The tagline for “The Last Castle” is “no castle can have two kings.” As cheesy and usually off-track as these lines can be for movies, this one seems surprisingly appropriate. The movie is about power and respect and how two very different men go about earning or getting it in a dysfunctional prison system. One of these men is the warden the other a prisoner.
Colonel Winter (James Gandolfini) is the warden of a military prison. He believes obsessively in order and control. Winter, although he would never openly admit it, is ashamed of his rank and feels as though his superiors in the army are always looking down on him. Therefore, he gets a power trip off his rule over the prisoners. During a break in the prison yard, Winter puts out only one basketball, thus instigating a fight. During this time he says to one of his officers, “men are so easy to manipulate.”
General Irwin (Robert Redford) is a well-respected wartime hero who is transferred to Winter”s prison. It is not said, purposely, why he is being sent to prison, but it is mentioned by Winter right off that Irwin should have a base named after him and not a jail sentence. He admires Irwin, and yet he is threatened by him. This is exacerbated by the fact that every prisoner knows of and is in awe of the General”s presence in the prison. The prisoners hold him in much greater esteem than their warden.
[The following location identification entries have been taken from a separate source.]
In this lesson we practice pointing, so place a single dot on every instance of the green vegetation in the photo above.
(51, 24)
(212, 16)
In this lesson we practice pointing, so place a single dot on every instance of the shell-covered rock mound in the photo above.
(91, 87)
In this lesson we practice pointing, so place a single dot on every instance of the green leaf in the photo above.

The prisoners are excited to have Irwin in their midst for a variety of reasons, the most important being that they want him to help take down Winter, whose cruelty over the past few years has not gone unnoticed by anyone, and the number of “accidental” deaths keeps rising. So the power struggle ensues as well as a fight to see who the last man standing will be.
“The Last Castle” is a war movie. It may appear to be a rip-off of “Shawshank Redemption” and yet, even though there are a number of similarities, “Castle” resembles “Saving Private Ryan” in many ways more than any prison movie out there. All the ingredients of a good war movie are included, and with as much talk about rank, honor and the inner-soldier in every man, you might find yourself waiting for the big battle scene on the frontline, so to speak. Well, if you are that person, you won”t be disappointed because sure enough there is one!
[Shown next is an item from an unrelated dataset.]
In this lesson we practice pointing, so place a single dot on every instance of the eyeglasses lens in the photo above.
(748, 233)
It almost seems redundant to say that Redford was absolutely wonderful as General Irwin in this movie. His cool, calm manner that just oozes admiration was ever-present. However, none of this will really be new to anyone who has ever seen Redford in action before. The more surprising performance came from Gandolfini. With his success in “The Sopranos” and the praise he got for his work in “The Mexican,” it should not really be astonishing to anyone that he was amazing.
With so many actors these days taking the easy way out by always signing up for the same role movie after movie, it is refreshing to see someone push himself to his limit. Gandolfini is a very talented man to watch, and it is exciting to see him in such vastly different roles all the time and so brilliant in all of them. One could even go so far as to say that he certainly was the king in this “Castle.”